Di samping itu, syarah tidak harus secara tertulis atau
berbentuk kitab dan karya tulis lainnya, melainkan bisa juga secara lisan. Oleh
karena itu, karya tulis yang menguraikan dan menjelaskan makna dan maksud suatu
hadits, seperti dalam makalah dan artikel, dapat disebut syarah. Demikian juga
uraian dan penjelasan had its secara lisan dalam proses belajar, pengajian,
khutbah, ceramah, dan sejenisnya bisa juga disebut sebagai kegiatan mensyarah
hadits.[3]
B. Sejarang Singkat Syarah
Sejarah
perkembangan syarah hadis, tentu sangat mengikuti perkembangan hadis. artinya,
perkembangan syarah muncul setelah perkembangan hadis sudah mengalami beberapa
dekade perjalanan. Dengan dasar ini sehingga para ulama terkadang berbeda dalam
menentukan lahirnya syarah hadits. Di antaranya TM Hasbi al-Shiddieqy yang
memposisikan perkembangan syarah hadits pada periode ketujuh, periode terakhir
dari periodisasi sejarah perkembangan hadits dan ilmu hadits yang dibuatnya.
Ketujuh periode
yang dibuat TM Hasbi al-Shiddieqy adalah sebagai berikut: 1) Kelahiran hadits
hingga Rasulullah r wafat; 2) Pembatasan riwayat; 3) Perkembangan
periwayatan dan perlawatan mencari hadits, sejak 41 H sampai akhir abad ke-1 H;
4) Pembukuan hadits, selama abad ke-2 H; 5) Penyaringan dan seleksi hadits,
selama abad ke-3 H; 6)Penghimpunan hadits-hadits yang terlewatkan, sejak awal abad ke-4 H, sampai tahun 656 H; 7)
Penulisan kitab-kitab syarah, kitab-kitab takhrij, dan sebagainya, sejak
pertengahan abad ketujuh Hijriah.[4]
Selain TM Hasbi
al-Shiddieqy, terdapat ulama lain yang relatif obyektif dalam memposisikan
syarah hadits hadits dalam preodisasi perkembangan hadits dan ilmu hadits, yaitu
Muhammad ‘Abd al-‘Aziz al-Khuli.

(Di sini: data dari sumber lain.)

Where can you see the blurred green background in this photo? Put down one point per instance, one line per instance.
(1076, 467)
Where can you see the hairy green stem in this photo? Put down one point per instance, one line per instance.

Ia membaginya menjadi lima periode, dan
periode terakhir adalah sistematisasi, penggabungan, dan penulisan kitab syarah
sejak abad ke-4 Hijriah.[5]
Sedangkan
penulis yang melakukan periodisasi sejarah perkembangan ilmu hadits adalah
Nuruddin ‘Itr. Ia membagi sejarah perkembangan ilmu hadits menjadi tujuh tahap,
yaitu: 1) kelahiran ilmu hadits, sejak masa sahabat hingga tahun 100 H; 2)
Penyempurnaan, sejak awal abad kedua hingga awal abad ketiga Hijriah; 3) pembukuan
ilmu hadits secara terpisah, sejak abad ketiga sampai pertengahan abad keempat
Hijriah; 4) penyusunan kitab-kitab induk ilmu hadits, sejak pertengahan abad
keempat sampai abad ketujuh Hijriah; 5) Pematangan dan penyempurnaan pembukuan
ilmu hadits, sejak akhir abad ketujuh sampai abad kesepuluh Hijriah; 6)
Kebekuan dan kejumudan, abad kesepuluh sampai abad keempat belas Hijriah; 7)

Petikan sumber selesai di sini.